# Good Quality Snow Shovels



## PlowmanNJ (Feb 12, 2006)

Every storm I buy about a dozen shovels for my crews to use and by the end of the storm they are about useless. Should I just continue to buy these cheap shovels every snow storm or is there a commercial grade, industrial grade, or heavy duty shovel out there that can handle hours worth of shoveling?

Any input would be greatly appreciated.

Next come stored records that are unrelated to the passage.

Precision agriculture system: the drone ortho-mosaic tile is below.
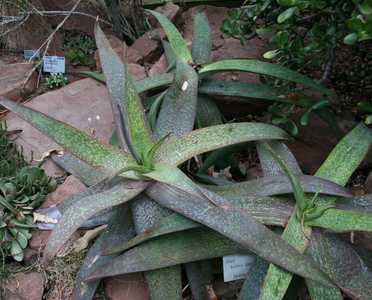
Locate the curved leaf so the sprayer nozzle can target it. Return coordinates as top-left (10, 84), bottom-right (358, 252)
top-left (199, 80), bottom-right (296, 104)
top-left (208, 175), bottom-right (352, 198)
top-left (103, 192), bottom-right (293, 255)
top-left (155, 62), bottom-right (198, 139)
top-left (94, 23), bottom-right (154, 156)
top-left (0, 97), bottom-right (137, 178)
top-left (88, 228), bottom-right (249, 281)
top-left (73, 206), bottom-right (134, 300)
top-left (307, 229), bottom-right (372, 300)
top-left (155, 122), bottom-right (287, 165)
top-left (308, 208), bottom-right (372, 232)
top-left (146, 183), bottom-right (333, 286)
top-left (191, 13), bottom-right (212, 65)
top-left (196, 96), bottom-right (223, 128)
top-left (146, 9), bottom-right (192, 63)
top-left (43, 181), bottom-right (148, 261)
top-left (199, 59), bottom-right (332, 95)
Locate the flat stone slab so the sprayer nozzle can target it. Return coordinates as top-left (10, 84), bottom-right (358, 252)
top-left (6, 78), bottom-right (113, 176)
top-left (0, 63), bottom-right (37, 101)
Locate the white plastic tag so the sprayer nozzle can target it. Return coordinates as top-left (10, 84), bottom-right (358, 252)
top-left (44, 56), bottom-right (65, 74)
top-left (222, 255), bottom-right (254, 282)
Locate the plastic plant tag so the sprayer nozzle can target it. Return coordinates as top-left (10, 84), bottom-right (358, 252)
top-left (44, 56), bottom-right (65, 74)
top-left (23, 49), bottom-right (40, 60)
top-left (222, 255), bottom-right (254, 282)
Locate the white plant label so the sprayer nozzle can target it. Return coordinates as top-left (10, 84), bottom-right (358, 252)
top-left (222, 255), bottom-right (254, 282)
top-left (23, 49), bottom-right (40, 60)
top-left (44, 56), bottom-right (65, 74)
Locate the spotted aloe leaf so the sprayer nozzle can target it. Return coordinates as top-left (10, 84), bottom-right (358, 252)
top-left (88, 228), bottom-right (249, 280)
top-left (94, 23), bottom-right (154, 157)
top-left (104, 192), bottom-right (293, 254)
top-left (309, 208), bottom-right (372, 232)
top-left (146, 183), bottom-right (333, 286)
top-left (146, 10), bottom-right (192, 63)
top-left (307, 229), bottom-right (372, 300)
top-left (43, 181), bottom-right (147, 261)
top-left (156, 62), bottom-right (198, 138)
top-left (256, 141), bottom-right (310, 299)
top-left (262, 125), bottom-right (371, 299)
top-left (0, 97), bottom-right (136, 178)
top-left (209, 175), bottom-right (351, 198)
top-left (73, 205), bottom-right (134, 300)
top-left (191, 13), bottom-right (212, 65)
top-left (196, 96), bottom-right (223, 128)
top-left (155, 123), bottom-right (287, 165)
top-left (199, 59), bottom-right (332, 95)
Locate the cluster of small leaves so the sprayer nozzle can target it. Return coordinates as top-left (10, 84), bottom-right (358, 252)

If there is a shovel out there you like please let me know where I can get them along with price.


----------



## xtreem3d (Nov 26, 2005)

http://www.cleaningsolutions4u.com/tsp_product_page.html


----------



## Premier (Nov 20, 2007)

we use the bigfoot's from emsco. they last us about 3 years on average.

http://www.emscogroup.com/products/product?id=239&category_id=7


----------



## 2COR517 (Oct 23, 2008)

xtreem3d;926775 said:


> http://www.cleaningsolutions4u.com/tsp_product_page.html


These guys are sponsor of this site too. They look to be very high quality. I should just order a couple.....

Their logo is TheSnowPlow.com


----------



## Mark Oomkes (Dec 10, 2000)

xtreem3d;926775 said:


> http://www.cleaningsolutions4u.com/tsp_product_page.html


This is your shovel then.

Expensive but worth it.


----------



## 2COR517 (Oct 23, 2008)

For you guys that have used these. When pushing through light fluffy snow, is there enough roll on the top edge to deflect the snow forward rather than have it blow over the top and behind the shovel?

Have you ever broken one? Is there a warranty?


----------



## skidooer (Feb 22, 2008)

I got the snowplow shovel to try it out and our side walk crew was fighting over it (in the light snow),
so I got three more of them. very well constructed and they have individual parts for them, make sure you look at the widths we have 2 - 36" and 2 - 24" if you get alot of wet snow I wouldnt get over a 24"
just my 2 cents


----------



## Mark Oomkes (Dec 10, 2000)

2COR517;926845 said:


> For you guys that have used these. When pushing through light fluffy snow, is there enough roll on the top edge to deflect the snow forward rather than have it blow over the top and behind the shovel?
> 
> Have you ever broken one? Is there a warranty?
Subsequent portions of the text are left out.